Par une ordonnance de référé [1] du 8 août 2002, le juge a fait droit à la demande de deux associations d’interdire, sous astreinte de 5000 euros par infractions constatées, la poursuite de l’exploitation du site internet du mouvement extrémiste, « union-radicale.com ».
Le magistrat a estimé que « l’examen des éléments incriminés, dont l’aspect méprisable et odieux a été parfaitement souligné par le ministère public, révèle qu’ils sont constitutifs d’un trouble manifestement illicite en raison de leur caractère à l’évidence antisémite, dont la portée ne se trouve en rien diminuée par la technique de maquillage et d’amalgame dont il a été fait usage, pas exclusivement d’ailleurs par couardise, un tel procédé n’étant en effet pas étranger à certaines formes de propagande liées à la barbarie nazie ».
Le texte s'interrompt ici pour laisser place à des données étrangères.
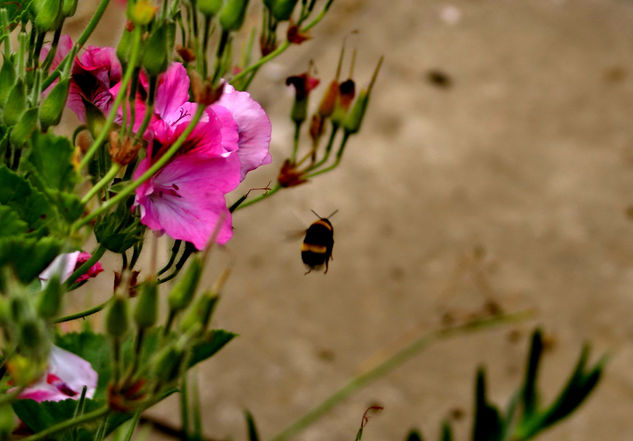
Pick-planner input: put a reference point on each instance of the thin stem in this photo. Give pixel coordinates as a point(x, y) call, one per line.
point(114, 169)
point(145, 176)
point(92, 24)
point(117, 102)
point(85, 418)
point(392, 362)
point(133, 424)
point(82, 314)
point(268, 194)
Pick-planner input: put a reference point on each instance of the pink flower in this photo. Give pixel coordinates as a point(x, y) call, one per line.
point(66, 264)
point(94, 74)
point(253, 125)
point(185, 198)
point(65, 377)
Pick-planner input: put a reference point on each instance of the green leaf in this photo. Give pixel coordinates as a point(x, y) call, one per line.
point(488, 425)
point(251, 427)
point(211, 343)
point(51, 157)
point(17, 193)
point(28, 256)
point(11, 223)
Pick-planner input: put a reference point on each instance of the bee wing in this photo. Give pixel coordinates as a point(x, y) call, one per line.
point(295, 235)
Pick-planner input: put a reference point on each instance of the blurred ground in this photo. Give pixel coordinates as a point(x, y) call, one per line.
point(510, 185)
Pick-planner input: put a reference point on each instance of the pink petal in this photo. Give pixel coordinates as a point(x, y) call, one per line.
point(254, 128)
point(186, 198)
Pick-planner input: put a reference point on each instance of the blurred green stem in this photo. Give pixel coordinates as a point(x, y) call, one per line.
point(392, 362)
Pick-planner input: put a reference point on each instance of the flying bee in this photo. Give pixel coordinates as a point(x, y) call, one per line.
point(316, 249)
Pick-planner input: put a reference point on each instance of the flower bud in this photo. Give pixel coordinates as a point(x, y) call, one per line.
point(147, 305)
point(281, 9)
point(7, 80)
point(182, 293)
point(117, 318)
point(15, 104)
point(50, 299)
point(209, 7)
point(155, 55)
point(303, 84)
point(232, 14)
point(142, 12)
point(23, 130)
point(123, 152)
point(7, 422)
point(354, 119)
point(69, 7)
point(48, 14)
point(53, 106)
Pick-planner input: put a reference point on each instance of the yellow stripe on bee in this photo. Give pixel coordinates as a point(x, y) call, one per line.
point(313, 248)
point(325, 224)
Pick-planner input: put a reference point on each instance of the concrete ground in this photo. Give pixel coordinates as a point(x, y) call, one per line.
point(509, 183)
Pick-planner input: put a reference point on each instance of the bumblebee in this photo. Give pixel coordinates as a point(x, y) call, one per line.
point(316, 249)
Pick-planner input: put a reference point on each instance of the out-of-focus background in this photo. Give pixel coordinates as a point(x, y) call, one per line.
point(495, 165)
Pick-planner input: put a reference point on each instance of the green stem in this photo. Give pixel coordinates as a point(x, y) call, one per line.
point(96, 255)
point(92, 24)
point(392, 362)
point(117, 102)
point(82, 314)
point(269, 193)
point(133, 424)
point(85, 418)
point(114, 169)
point(145, 176)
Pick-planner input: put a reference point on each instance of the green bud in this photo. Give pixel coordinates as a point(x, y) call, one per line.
point(124, 47)
point(49, 302)
point(7, 80)
point(48, 14)
point(154, 58)
point(168, 363)
point(15, 104)
point(147, 305)
point(209, 7)
point(117, 318)
point(7, 422)
point(282, 9)
point(53, 106)
point(142, 12)
point(69, 7)
point(354, 118)
point(200, 312)
point(232, 14)
point(23, 130)
point(182, 293)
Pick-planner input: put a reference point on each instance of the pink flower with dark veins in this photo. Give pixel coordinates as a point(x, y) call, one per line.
point(186, 197)
point(65, 377)
point(94, 73)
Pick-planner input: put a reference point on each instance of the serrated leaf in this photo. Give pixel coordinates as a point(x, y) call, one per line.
point(51, 157)
point(17, 193)
point(27, 256)
point(11, 223)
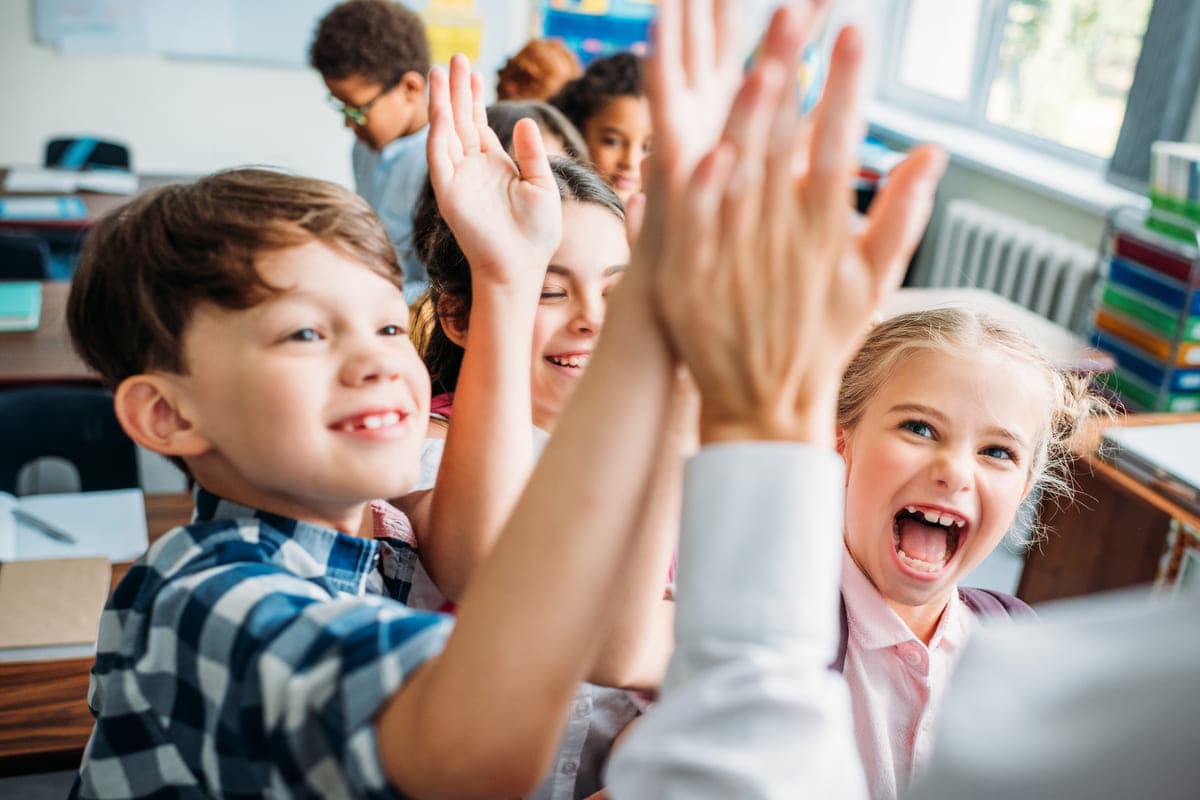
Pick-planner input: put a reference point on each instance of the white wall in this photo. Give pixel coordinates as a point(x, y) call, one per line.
point(177, 115)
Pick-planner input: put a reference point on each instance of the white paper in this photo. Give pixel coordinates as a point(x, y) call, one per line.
point(1171, 447)
point(109, 181)
point(67, 181)
point(112, 524)
point(34, 179)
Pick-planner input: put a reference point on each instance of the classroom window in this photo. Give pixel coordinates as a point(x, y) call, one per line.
point(1054, 74)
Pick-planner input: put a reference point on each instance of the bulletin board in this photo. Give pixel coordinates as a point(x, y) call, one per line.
point(274, 32)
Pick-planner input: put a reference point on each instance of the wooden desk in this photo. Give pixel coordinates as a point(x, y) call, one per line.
point(1066, 349)
point(97, 205)
point(45, 721)
point(43, 355)
point(1113, 536)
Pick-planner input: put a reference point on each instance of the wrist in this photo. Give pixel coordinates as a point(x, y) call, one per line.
point(508, 301)
point(811, 422)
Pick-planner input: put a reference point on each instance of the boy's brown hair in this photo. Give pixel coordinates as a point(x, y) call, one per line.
point(147, 265)
point(378, 40)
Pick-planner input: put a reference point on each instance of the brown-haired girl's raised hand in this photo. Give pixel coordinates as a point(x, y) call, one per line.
point(765, 224)
point(505, 215)
point(508, 221)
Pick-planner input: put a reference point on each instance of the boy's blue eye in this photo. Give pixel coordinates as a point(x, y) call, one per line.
point(305, 335)
point(918, 427)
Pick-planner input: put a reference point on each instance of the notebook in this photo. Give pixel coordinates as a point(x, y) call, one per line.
point(1165, 457)
point(52, 608)
point(42, 208)
point(67, 181)
point(107, 524)
point(21, 305)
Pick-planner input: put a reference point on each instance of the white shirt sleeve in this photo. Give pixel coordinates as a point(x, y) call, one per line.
point(1101, 699)
point(749, 708)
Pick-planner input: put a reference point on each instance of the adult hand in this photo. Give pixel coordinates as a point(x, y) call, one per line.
point(505, 216)
point(763, 287)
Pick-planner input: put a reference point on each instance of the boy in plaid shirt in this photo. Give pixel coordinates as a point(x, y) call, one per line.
point(253, 329)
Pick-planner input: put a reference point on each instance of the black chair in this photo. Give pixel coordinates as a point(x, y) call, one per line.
point(72, 422)
point(79, 152)
point(24, 257)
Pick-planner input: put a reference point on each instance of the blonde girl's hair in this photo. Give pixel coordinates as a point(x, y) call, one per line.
point(961, 331)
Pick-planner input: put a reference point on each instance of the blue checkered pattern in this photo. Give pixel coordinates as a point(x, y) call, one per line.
point(246, 655)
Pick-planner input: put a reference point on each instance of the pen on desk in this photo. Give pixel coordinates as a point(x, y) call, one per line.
point(43, 527)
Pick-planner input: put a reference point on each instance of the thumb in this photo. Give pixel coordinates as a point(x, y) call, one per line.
point(531, 154)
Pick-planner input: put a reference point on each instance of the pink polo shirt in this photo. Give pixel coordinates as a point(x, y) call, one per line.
point(895, 681)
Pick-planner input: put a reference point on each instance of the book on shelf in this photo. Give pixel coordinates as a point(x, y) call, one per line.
point(1165, 457)
point(21, 305)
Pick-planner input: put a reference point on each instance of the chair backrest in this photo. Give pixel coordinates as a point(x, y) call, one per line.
point(24, 257)
point(72, 422)
point(77, 152)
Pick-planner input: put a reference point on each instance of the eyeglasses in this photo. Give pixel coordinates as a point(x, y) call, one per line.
point(358, 114)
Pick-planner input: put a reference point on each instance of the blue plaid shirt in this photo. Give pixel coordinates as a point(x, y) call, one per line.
point(247, 654)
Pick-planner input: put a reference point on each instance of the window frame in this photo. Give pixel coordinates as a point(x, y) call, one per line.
point(971, 113)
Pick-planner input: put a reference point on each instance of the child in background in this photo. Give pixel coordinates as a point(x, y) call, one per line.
point(559, 137)
point(607, 104)
point(261, 341)
point(538, 71)
point(947, 419)
point(373, 56)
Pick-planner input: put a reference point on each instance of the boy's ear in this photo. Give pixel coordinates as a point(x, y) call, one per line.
point(148, 408)
point(453, 319)
point(412, 83)
point(840, 440)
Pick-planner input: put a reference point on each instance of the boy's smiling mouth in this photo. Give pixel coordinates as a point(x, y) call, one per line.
point(375, 422)
point(573, 361)
point(925, 539)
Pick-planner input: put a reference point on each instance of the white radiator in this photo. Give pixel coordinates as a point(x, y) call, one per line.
point(1045, 272)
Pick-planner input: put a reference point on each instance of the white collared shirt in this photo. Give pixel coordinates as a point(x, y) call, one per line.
point(895, 680)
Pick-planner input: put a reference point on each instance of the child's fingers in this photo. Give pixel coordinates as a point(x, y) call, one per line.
point(790, 28)
point(635, 215)
point(462, 103)
point(729, 29)
point(443, 148)
point(749, 121)
point(900, 212)
point(699, 38)
point(531, 155)
point(837, 130)
point(750, 133)
point(479, 110)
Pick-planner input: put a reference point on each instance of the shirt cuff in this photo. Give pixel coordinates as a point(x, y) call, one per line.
point(760, 552)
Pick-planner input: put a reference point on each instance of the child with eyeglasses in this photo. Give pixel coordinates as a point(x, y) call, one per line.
point(373, 56)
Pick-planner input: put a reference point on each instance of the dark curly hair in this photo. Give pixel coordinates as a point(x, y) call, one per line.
point(378, 40)
point(450, 274)
point(605, 79)
point(539, 70)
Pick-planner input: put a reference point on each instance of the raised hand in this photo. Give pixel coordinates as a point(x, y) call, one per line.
point(763, 288)
point(505, 216)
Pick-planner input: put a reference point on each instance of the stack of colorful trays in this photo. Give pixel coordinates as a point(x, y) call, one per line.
point(1175, 187)
point(1149, 320)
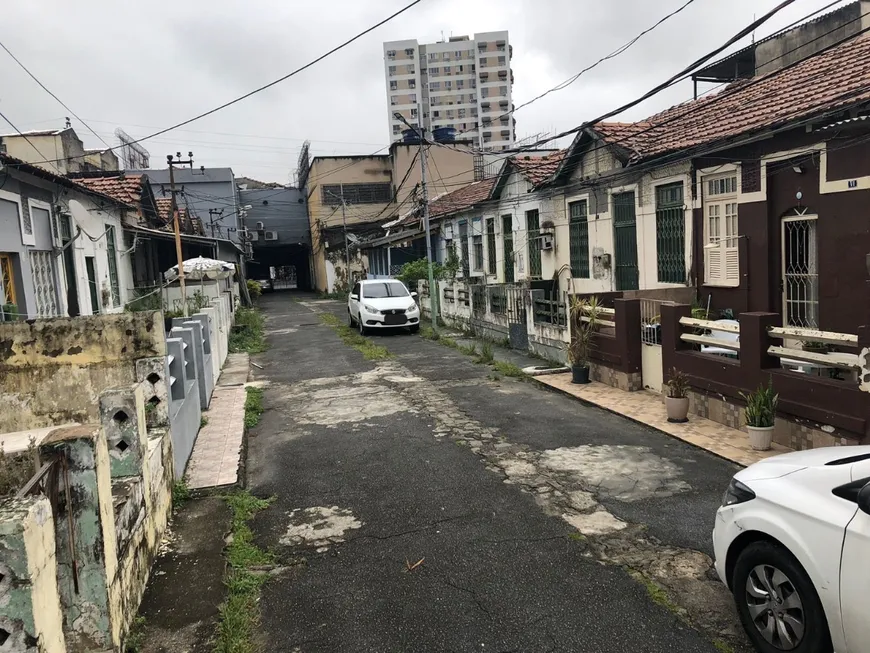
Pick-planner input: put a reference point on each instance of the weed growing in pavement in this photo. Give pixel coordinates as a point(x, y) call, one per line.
point(180, 494)
point(136, 636)
point(487, 357)
point(248, 333)
point(253, 406)
point(240, 613)
point(509, 369)
point(352, 338)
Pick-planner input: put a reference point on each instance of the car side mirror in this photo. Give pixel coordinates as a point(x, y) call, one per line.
point(864, 499)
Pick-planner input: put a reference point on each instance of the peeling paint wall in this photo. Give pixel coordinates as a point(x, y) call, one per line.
point(52, 371)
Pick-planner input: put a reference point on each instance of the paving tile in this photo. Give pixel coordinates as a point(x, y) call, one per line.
point(648, 408)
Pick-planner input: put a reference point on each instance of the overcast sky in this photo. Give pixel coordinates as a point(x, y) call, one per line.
point(144, 66)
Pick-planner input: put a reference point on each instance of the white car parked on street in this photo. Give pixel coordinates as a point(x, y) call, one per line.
point(383, 303)
point(792, 542)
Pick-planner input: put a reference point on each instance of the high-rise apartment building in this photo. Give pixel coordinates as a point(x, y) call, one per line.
point(461, 83)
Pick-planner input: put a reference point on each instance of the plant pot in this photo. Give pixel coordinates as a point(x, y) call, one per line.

Le juge a par ailleurs ordonné à l’hébergeur du site, la société Online, d’en empêcher « promptement » l’accès.
Un nouveau contentieux semble toutefois se profiler puisque le site d’Unité Radicale renvoie désormais à une page web accessible par une adresse différente, « dissolution-ur.com ». Les contenus incriminés ont pour l’heure disparus. Mais les associations l’Union des étudiants juifs de France et J’accuse ont exprimé leur intention d’introduire une autre action en justice.